Lisa Spencer-Bishop of Chicken Farmers of Canada stated that the food service industry, which includes restaurants and other types of prepared food retailers, accounts for 40 percent of Canada’s chicken production, and that nearly disappeared overnight when the pandemic hit.
The aftermath has been so extreme that chicken producers needed to face the bitter reality and realize that they’d soon be in a situation where they didn’t have enough buyers or enough processing plant capacity, and the chickens—a few weeks older by then—would be slaughtered and then sent straight to the rendering plant.
Normally, no one can perfectly predict demand, but “the farmers will always try to grow [the chickens] to the end of the cycle and then determine the next step,” said Lisa Spencer-Bishop.
In April, the board of directors for Chicken Farmers of Canada met twice to discuss supply management over the upcoming months. They decided to reduce the national supply by 12% from May through August.
This meant reduced orders at hatcheries and an extensive culling of eggs already undergoing incubation, thus blowing another significant financial hit.
“I know there were eggs destroyed in hatcheries across the country as a result of this,” said Jean-Michel Laurin, president of the Canadian Poultry and Egg Processors Council, but said that he had no precise numbers yet, and the majority of Canada’s poultry industry is split between the provinces of Ontario and Quebec.
When eggs or chicks do need to be “destroyed”, it’s done instantaneously and according to a strict code of practice established by an ethics council and overseen by auditors, Laurin said.
Broiler chickens, once hatched, only live for about six to seven weeks before they’re processed for food. To euthanize them—or “depopulate” a farm, as said in the poultry world—before that stage is rare, said Spencer-Bishop.
She also added that if there was a decision to depopulate, then it would have been a very last-minute one, and would only happen in times of crisis.
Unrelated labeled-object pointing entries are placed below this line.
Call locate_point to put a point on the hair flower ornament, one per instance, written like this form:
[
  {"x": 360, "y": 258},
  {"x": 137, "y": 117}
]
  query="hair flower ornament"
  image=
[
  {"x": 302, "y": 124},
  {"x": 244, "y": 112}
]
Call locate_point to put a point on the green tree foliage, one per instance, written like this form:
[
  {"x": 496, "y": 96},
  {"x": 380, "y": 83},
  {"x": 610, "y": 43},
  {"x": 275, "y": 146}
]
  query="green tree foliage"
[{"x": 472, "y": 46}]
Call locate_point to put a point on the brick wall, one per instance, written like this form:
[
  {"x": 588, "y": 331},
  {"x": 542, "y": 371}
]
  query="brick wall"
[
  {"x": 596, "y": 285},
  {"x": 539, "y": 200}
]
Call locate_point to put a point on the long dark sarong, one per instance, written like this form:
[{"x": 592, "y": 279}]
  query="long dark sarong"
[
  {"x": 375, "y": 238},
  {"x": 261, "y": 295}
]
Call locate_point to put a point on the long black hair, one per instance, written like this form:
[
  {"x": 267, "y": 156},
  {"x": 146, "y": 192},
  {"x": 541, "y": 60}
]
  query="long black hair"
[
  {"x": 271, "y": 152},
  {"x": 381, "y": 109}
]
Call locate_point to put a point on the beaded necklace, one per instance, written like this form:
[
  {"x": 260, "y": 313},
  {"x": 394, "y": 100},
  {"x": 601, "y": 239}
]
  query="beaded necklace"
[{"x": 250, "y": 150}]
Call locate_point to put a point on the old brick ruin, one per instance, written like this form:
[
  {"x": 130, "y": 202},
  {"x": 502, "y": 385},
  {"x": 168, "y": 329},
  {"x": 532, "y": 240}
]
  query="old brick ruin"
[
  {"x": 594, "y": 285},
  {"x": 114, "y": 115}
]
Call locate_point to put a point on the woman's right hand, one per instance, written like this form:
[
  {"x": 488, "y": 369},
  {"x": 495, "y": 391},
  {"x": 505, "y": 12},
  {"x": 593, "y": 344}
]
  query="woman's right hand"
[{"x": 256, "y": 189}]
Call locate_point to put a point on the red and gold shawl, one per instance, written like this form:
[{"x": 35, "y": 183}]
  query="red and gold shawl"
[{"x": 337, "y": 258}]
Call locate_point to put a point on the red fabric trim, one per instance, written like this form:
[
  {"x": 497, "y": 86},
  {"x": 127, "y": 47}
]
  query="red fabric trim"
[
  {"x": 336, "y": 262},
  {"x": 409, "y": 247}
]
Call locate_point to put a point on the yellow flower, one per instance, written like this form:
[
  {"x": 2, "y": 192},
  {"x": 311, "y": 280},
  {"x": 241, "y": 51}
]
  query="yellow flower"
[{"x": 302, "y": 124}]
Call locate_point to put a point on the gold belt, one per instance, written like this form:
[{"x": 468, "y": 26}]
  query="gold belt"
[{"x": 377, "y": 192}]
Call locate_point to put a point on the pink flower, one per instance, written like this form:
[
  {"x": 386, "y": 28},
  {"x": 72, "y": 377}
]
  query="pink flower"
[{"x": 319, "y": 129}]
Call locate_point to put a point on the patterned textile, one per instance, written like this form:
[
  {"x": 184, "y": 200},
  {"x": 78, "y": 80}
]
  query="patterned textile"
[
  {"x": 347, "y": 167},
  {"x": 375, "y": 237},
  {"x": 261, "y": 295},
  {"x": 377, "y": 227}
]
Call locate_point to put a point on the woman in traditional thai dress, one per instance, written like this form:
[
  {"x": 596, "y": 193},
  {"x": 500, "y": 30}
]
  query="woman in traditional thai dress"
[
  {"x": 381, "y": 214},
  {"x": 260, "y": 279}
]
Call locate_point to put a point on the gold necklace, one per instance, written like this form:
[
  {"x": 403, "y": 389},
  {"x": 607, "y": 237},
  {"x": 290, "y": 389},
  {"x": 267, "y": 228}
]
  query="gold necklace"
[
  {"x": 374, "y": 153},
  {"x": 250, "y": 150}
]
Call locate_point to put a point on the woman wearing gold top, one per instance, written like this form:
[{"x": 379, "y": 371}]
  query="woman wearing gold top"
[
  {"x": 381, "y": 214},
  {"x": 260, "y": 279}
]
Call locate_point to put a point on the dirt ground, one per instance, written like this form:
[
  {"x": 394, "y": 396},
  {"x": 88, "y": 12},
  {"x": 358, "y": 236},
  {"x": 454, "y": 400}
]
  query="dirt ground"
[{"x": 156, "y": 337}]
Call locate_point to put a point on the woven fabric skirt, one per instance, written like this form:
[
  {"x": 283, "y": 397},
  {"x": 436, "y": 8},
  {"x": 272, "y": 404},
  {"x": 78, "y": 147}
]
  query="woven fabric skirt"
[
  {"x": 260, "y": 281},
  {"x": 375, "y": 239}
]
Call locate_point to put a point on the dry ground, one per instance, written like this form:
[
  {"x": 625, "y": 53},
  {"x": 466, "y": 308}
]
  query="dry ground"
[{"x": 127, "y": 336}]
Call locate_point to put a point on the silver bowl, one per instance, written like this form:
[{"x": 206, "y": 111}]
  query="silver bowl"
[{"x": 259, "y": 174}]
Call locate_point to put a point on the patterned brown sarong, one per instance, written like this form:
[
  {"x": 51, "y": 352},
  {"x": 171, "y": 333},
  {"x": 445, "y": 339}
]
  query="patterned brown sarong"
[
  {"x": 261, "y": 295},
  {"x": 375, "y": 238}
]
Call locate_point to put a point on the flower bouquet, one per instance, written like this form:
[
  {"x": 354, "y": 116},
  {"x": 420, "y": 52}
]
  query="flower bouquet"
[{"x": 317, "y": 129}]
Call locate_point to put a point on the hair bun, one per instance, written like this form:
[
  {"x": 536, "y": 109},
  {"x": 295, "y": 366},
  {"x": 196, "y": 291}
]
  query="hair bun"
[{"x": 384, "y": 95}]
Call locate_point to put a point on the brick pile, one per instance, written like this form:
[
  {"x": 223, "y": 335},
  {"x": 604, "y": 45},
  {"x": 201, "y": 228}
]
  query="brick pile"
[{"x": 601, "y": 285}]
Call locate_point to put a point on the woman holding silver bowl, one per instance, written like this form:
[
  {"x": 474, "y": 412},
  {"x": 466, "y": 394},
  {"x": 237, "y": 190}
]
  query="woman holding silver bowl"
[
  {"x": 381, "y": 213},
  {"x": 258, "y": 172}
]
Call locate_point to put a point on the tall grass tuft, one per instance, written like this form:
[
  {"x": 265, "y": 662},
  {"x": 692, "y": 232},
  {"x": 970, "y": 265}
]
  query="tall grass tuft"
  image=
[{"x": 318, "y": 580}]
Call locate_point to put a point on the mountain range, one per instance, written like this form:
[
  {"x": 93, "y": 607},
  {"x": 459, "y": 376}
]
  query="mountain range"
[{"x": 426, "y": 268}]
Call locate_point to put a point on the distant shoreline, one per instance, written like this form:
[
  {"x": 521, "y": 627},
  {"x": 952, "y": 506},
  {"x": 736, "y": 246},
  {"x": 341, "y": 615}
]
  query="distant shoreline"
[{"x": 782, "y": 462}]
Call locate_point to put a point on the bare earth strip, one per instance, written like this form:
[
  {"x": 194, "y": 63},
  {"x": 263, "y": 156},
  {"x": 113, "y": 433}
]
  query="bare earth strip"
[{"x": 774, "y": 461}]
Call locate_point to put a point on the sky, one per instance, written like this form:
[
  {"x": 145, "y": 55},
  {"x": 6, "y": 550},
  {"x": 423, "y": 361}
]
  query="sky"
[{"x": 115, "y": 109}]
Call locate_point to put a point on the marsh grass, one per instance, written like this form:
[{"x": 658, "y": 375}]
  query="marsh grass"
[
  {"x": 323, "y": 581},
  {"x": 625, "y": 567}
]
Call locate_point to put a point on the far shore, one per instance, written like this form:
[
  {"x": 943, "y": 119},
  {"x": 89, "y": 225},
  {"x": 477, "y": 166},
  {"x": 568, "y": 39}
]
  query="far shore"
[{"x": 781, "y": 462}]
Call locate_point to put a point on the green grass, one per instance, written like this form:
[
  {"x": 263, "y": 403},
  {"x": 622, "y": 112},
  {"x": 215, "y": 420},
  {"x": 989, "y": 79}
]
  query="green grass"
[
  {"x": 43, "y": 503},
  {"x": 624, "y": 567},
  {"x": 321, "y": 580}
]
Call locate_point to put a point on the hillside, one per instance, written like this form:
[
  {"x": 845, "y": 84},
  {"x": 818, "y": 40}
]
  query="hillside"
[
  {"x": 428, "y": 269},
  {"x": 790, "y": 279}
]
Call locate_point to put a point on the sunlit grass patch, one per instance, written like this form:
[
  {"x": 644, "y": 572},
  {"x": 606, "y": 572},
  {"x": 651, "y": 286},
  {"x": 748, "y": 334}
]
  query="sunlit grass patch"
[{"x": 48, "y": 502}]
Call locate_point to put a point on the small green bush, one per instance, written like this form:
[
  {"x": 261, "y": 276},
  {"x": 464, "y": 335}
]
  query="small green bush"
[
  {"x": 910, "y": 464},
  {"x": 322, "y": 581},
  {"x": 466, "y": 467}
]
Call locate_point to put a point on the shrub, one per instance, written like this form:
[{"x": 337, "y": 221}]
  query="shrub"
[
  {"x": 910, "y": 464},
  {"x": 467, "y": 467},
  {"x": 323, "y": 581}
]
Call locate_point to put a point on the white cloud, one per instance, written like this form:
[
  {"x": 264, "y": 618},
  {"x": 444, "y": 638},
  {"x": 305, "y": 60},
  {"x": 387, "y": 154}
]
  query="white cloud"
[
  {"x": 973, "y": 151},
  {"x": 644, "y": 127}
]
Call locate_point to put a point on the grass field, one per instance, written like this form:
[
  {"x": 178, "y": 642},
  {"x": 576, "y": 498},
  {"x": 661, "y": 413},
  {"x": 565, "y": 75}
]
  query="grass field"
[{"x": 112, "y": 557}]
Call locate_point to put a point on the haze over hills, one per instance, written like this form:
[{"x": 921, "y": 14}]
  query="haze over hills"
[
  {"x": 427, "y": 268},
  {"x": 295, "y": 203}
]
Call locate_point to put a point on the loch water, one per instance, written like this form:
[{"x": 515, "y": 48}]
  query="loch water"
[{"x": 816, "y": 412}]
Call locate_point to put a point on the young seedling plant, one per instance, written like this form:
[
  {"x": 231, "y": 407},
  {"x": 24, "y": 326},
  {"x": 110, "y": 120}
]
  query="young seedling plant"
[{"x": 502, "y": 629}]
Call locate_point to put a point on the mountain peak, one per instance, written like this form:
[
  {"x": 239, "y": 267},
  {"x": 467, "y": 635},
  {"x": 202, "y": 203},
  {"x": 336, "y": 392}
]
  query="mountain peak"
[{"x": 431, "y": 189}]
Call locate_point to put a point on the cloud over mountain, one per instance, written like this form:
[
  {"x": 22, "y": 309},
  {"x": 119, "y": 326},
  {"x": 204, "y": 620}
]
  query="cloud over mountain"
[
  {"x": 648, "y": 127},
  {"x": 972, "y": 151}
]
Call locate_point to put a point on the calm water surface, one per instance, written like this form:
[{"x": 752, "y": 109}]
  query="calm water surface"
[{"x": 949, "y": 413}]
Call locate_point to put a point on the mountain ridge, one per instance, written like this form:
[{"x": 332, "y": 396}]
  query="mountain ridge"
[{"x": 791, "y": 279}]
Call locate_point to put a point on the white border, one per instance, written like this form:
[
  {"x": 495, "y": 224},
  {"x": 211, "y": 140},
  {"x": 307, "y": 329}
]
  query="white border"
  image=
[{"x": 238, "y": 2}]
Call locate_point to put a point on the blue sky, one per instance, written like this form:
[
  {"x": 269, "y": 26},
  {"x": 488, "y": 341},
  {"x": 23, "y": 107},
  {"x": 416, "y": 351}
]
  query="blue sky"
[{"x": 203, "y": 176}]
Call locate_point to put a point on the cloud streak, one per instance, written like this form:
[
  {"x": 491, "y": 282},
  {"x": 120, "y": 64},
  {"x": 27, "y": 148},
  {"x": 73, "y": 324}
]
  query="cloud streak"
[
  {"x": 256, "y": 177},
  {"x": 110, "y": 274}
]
Besides the issues of reduced demands, there is also the issue of processing plants being more unpredictable than usual. Many of them have temporarily shut down because of the outbreaks, causing more unforeseen staffing problems, and simply a slower pace of production because of the need to maintain physical distancing within the plants, she said.
“In some cases, you know, farmers will try to keep the birds around as much as possible until the plants reopen,” she said, but chickens can’t collect indefinitely at farms as schedules change.
Chickens aren’t kept in cages in Canada, she said, but they’re also “not like a cow that lives outside.”
One thing that has helped the industry adjust has been customer behaviour, she said.
“You’re seeing whole birds being made available because it takes less work,” she said. “More bone-in, skin-on cuts, which is again, less labour-intensive.”
That’s been true especially in Western Canada, where processing capacity has been most affected. Canadians usually vastly prefer the opposite kind of chicken—boneless breasts—except for Quebecers, who tend to prefer dark meat.
But all Canadians haven’t skipped a beat, buying up all the whole chickens and bone-in cuts.